El modelo logístico (y= 1 / (1 + ((1-yo) / yo)* exp (-rL*t)) fue el que mejor describió el progreso de los síntomas en ambos taxa de Pinus, con la presencia de los aislados de Fusarium evaluados a través del tiempo. Para el caso del aislado 2 de F. oxysporum en P. pseudostrobus, se observó que la intensidad inicial de la enfermedad fue mayor con respecto a P. patula, pero la velocidad de incremento de la severidad fue menor. Para el aislado de F. solani, las dos especies de pino mostraron una intensidad inicial de la enfermedad de 0.030 % y una tasa de incremento del porcentaje de severidad por día de 0.32 %. Por lo tanto, el aislado 2 de Fusarium oxysporum fue el más virulento, ya que registró un crecimiento de 0.397 % por día en comparación con el aislado de F. solani, el cual exhibió un crecimiento de 0.32 % por día (Cuadro 2). Esto es indicativo de que una mayor intensidad inicial de la enfermedad afecta el desarrollo de la misma; en el ABCPE, la intensidad inicial se relacionó con la cantidad de inóculo al tiempo 0, pero este inóculo aumentará según la tasa de incremento, el cual está sujeto, además, a la virulencia del patógeno y la especie de pino.

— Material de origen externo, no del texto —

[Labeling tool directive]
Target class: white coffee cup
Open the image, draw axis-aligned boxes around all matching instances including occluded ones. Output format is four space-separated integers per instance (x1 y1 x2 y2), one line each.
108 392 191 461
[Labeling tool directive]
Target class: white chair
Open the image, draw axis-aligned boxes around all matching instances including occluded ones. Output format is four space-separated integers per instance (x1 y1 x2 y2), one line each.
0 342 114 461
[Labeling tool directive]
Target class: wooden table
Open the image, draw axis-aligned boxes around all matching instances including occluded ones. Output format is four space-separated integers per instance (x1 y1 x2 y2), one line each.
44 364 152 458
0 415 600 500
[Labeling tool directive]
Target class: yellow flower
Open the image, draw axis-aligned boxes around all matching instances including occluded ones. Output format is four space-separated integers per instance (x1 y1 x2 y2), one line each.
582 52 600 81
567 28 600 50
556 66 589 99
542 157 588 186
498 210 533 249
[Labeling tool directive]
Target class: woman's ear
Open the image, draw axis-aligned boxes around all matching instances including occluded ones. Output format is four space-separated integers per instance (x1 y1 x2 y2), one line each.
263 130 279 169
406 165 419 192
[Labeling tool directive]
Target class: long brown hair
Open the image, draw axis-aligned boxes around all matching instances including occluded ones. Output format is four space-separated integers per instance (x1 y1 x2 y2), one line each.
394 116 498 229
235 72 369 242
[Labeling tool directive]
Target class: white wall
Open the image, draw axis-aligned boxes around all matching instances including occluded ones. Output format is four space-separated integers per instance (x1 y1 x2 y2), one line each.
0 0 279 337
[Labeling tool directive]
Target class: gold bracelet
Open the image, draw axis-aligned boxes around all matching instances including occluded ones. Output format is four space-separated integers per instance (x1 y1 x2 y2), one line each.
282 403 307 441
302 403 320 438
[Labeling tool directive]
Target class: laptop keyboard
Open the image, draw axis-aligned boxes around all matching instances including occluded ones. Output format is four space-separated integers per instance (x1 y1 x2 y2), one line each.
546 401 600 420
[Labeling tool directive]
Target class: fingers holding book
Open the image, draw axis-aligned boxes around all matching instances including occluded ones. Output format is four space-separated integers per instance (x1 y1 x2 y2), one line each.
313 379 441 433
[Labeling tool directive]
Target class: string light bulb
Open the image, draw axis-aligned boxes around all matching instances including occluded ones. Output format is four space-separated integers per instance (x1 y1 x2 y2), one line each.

De manera similar, Herron et al. (2015) determinaron que diversos aislados de Fusarium marasasianum, F. parvisorum y F. sororula causaron enfermedad en plántulas de Pinus patula; además de que existió variación en la patogenicidad y virulencia entre aislados fúngicos del mismo taxon.
Conclusiones
De acuerdo a la combinación de datos de caracterización morfológica, análisis de secuencias ITS y pruebas de patogenicidad, se demostró que Fusarium solani y F. oxysporum son las especies de hongos responsables de ocasionar los síntomas de pudrición de raíz y marchitez de plantas de Pinus patula y P. pseudostrobus en Guerrero, México. Asimismo, no se observó diferencia entre la incidencia y severidad de la enfermedad causada por cinco aislados de F. oxysporum y un aislado de F. solani.